Les 10 propositions du projet Lugano Fell sont élaborées par un des membres de Swayzak. James Taylor déploie ici une musique électronique de l'inverse. Hier en duo "dansant", aujourd'hui en solo "cinématique", Slice Repair navigue entre guitare acoustique, ambient, noise, collages, pour nous introduire dans une musique électronique nouvelle, minimale, mais physique.
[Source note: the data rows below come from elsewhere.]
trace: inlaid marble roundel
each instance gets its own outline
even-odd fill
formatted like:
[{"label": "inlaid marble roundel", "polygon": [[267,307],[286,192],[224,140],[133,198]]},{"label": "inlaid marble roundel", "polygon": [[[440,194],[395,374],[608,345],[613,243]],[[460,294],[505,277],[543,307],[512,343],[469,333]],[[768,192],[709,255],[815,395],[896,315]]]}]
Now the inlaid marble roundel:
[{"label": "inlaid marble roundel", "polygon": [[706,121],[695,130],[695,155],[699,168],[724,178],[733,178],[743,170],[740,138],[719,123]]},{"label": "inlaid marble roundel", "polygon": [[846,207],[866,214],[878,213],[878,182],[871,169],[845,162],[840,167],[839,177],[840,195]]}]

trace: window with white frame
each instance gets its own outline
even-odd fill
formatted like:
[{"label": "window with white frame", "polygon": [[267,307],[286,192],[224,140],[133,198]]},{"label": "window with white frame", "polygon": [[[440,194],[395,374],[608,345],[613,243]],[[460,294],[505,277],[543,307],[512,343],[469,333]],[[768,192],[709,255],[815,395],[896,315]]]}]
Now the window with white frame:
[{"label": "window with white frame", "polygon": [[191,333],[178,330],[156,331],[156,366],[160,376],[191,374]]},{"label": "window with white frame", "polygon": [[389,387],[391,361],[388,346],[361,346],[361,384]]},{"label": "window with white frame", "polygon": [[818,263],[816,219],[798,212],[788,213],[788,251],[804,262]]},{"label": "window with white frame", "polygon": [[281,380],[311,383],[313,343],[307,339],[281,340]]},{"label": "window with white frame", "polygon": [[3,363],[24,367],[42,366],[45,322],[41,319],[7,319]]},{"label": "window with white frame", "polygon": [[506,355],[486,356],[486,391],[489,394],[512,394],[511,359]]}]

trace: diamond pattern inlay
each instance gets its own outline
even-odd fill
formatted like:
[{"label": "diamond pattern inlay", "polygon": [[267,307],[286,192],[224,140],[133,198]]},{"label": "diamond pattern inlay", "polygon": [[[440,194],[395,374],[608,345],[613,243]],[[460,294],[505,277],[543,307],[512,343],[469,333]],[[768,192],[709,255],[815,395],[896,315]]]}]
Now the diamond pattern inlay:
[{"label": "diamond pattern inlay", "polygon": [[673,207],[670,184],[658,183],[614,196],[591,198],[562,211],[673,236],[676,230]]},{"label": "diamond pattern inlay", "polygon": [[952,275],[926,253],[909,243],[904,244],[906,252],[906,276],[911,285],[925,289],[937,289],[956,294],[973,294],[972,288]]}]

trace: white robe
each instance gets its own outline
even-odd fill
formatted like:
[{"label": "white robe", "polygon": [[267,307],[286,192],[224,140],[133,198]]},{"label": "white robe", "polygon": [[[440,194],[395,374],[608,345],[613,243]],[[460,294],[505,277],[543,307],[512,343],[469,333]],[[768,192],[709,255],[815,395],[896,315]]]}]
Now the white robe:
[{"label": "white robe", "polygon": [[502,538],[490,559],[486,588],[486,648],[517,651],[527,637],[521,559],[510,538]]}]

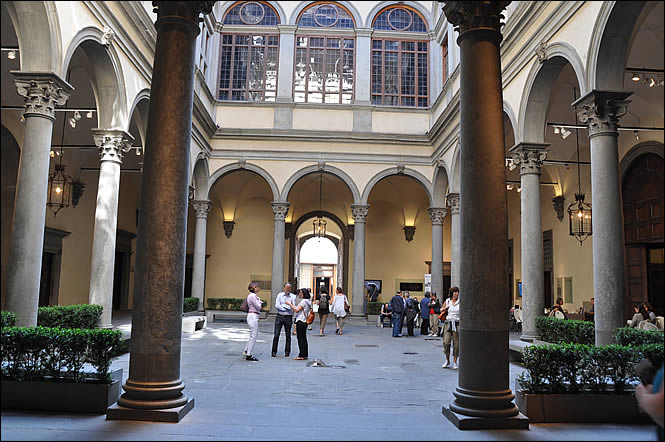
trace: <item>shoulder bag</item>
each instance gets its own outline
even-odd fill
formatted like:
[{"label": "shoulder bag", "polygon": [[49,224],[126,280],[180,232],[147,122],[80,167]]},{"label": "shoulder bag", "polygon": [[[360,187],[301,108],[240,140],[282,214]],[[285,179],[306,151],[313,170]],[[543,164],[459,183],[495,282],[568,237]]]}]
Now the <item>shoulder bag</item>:
[{"label": "shoulder bag", "polygon": [[307,315],[307,319],[305,320],[305,322],[307,323],[307,325],[314,322],[314,310],[309,311],[309,315]]},{"label": "shoulder bag", "polygon": [[349,305],[348,302],[346,302],[346,295],[344,295],[344,311],[349,312],[351,310],[351,306]]},{"label": "shoulder bag", "polygon": [[441,309],[441,313],[439,313],[439,321],[445,321],[446,318],[448,317],[448,304],[444,304],[445,307]]}]

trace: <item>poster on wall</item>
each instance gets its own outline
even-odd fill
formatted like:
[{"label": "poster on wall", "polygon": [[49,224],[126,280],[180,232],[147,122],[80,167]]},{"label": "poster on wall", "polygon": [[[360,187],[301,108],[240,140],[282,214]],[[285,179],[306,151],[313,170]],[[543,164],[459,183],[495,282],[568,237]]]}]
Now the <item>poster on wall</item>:
[{"label": "poster on wall", "polygon": [[432,292],[432,274],[425,273],[425,291]]}]

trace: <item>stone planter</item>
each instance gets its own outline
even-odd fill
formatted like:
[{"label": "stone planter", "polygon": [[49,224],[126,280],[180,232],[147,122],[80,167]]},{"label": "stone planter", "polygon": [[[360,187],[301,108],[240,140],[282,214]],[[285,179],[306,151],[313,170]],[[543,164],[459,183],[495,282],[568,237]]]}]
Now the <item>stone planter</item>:
[{"label": "stone planter", "polygon": [[[210,310],[206,309],[206,320],[208,321],[208,324],[212,324],[215,322],[215,318],[231,318],[231,319],[238,319],[240,322],[245,322],[247,318],[247,313],[245,312],[238,312],[234,310]],[[268,317],[268,312],[266,311],[261,311],[259,312],[259,319],[266,319]]]},{"label": "stone planter", "polygon": [[122,368],[110,384],[2,381],[2,408],[105,414],[120,397]]},{"label": "stone planter", "polygon": [[515,403],[531,423],[649,423],[632,393],[527,394],[515,390]]}]

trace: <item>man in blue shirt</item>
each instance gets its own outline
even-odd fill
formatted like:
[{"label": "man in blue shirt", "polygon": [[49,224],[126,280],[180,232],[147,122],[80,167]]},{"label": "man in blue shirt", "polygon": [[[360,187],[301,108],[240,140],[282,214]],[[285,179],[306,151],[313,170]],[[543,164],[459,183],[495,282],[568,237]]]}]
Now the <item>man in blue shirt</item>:
[{"label": "man in blue shirt", "polygon": [[402,292],[398,291],[390,300],[390,307],[393,310],[393,338],[402,336],[402,315],[404,314],[404,299]]},{"label": "man in blue shirt", "polygon": [[420,324],[420,335],[427,336],[429,334],[429,301],[430,294],[425,292],[425,297],[420,301],[420,317],[423,322]]},{"label": "man in blue shirt", "polygon": [[275,332],[272,338],[272,357],[277,356],[277,344],[279,343],[279,335],[284,327],[284,334],[286,335],[286,345],[284,346],[284,356],[287,358],[291,354],[291,324],[293,322],[293,309],[285,304],[289,301],[291,304],[296,303],[296,295],[291,293],[291,284],[284,284],[284,291],[277,294],[275,300],[275,309],[277,316],[275,317]]}]

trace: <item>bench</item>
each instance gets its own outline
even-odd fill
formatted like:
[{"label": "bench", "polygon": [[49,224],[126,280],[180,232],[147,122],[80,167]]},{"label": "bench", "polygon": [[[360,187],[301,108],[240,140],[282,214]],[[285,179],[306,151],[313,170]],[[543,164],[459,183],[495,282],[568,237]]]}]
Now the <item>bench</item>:
[{"label": "bench", "polygon": [[205,316],[185,316],[182,318],[183,333],[194,333],[196,330],[204,329],[205,326]]},{"label": "bench", "polygon": [[[268,312],[259,313],[259,319],[268,317]],[[209,323],[215,322],[217,318],[238,319],[240,322],[245,322],[247,313],[237,312],[233,310],[206,310],[206,319]]]}]

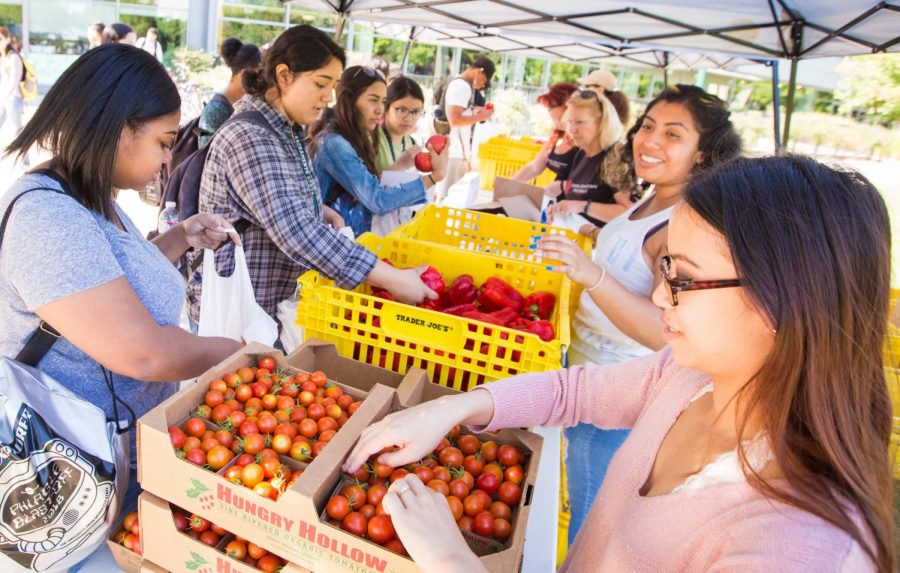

Electronique.It (IT) - July 2010
Text by Liquid
http://www.electronique.it/reviewA1430C1_Ultra-Violent_Lugano-Fell_Slice-repair

James Taylor in ferie dal progetto Swayzak si dedica a questo album solista per la sempre interessante Baskaru Records. Un modo per evadere dai ritmi pressanti del duo e dar sfogo al suo lato più intimo e notturno. Dieci brani che sono altrettante texture dal sapore noise, tappeti pero’ a loro modo articolati e ricchi di micro elementi strutturali che donano forma e sostanza al lavoro. Taylor, forte della grande influenza data dalle sonorità dark degli anni ’80 al progetto Swayzak riesce a riversare, seppur in forma estremamente sintetica, un manto melodico che si mantiene stabile, cavalcando così con disinvoltura i drones di chitarra ed i campioni vocali anch’essi impegnati in forma completamente destrutturata.

Slice repair diventa interessante dopo qualche ascolto, ponendosi in una dimensione che suggerisce relax ed è capace di trasportarti attraverso una vena melodica molto struggente ed intensa. Grande attenzione nei dettagli, per un disco che vede a volte straripare gli elementi senza però mai sembrare eccessivo o forzato, Taylor da grande interprete della musica elettronica qual è riesce a dosare bene tutto, regalandoci così un piacevole momento d’ascolto.


Atmosfera / Radio Nacional de España (ES) - July 2010
Text by Atmosfera
http://www.myspace.com/atmosfera3

Lugano Fell es el proyecto en solitario de James Taylor, fundador del duo de techno house inglés Swayzak. Después de 12 años abanderando el sonidos de Swayzak, Taylor ha dado un giro total a su carrera para adentrarse ahora en algo más tranquilo y detallista. Slice Repair es un álbum que recorre diferentes aspectos dibujando collages sonoros, electrónica ambient experimental o noise. Este primer disco de Lugano Fell ha sido compilado a partir de dos CdR's editados en 2008 y 2009 y masterizado por el guru del ambien experimental Lawrence English.


Vital Weekly (NL) - July 2010
Text by Frans de Waard
http://www.vitalweekly.net/737.html

So far I reviewed three releases by James Taylor, better known as one half of Swayzak (a tech house duo whose music I don't know), but in his new, solo, guise Lugano Fell. I really liked his first two releases, but then the 3" (reviewed in Vital Weekly 670) didn't do much for me. I noted then that I hoped his Baskaru CD would be better. Still it some water has passed under the bridge before that one was released but here it is. The good thing is: its a great release. But that's hardly a surprise since it was compiled from his two previous CDR releases. And perhaps is the downside, well, at least for me, since I knew these already. Imagine shoegaze music and imagine glitch music. Combine those two, quite odd, ends and there you'll find Lugano Fell. He uses a whole bunch of software and instruments, all listed on the cover, and creates some great music. Lots of acoustic guitar, all heavily chopped up, with lots of plug ins flying about. Its however not a soft album, with careful doodling, but most of the time quite loud and present. Very much along the lines of his first release, rather than his second, me thinks. Like said, this is not the real big surprise, for me that is but let's hope Lugano Fell now reaches a bigger audience, and that it something he deserves.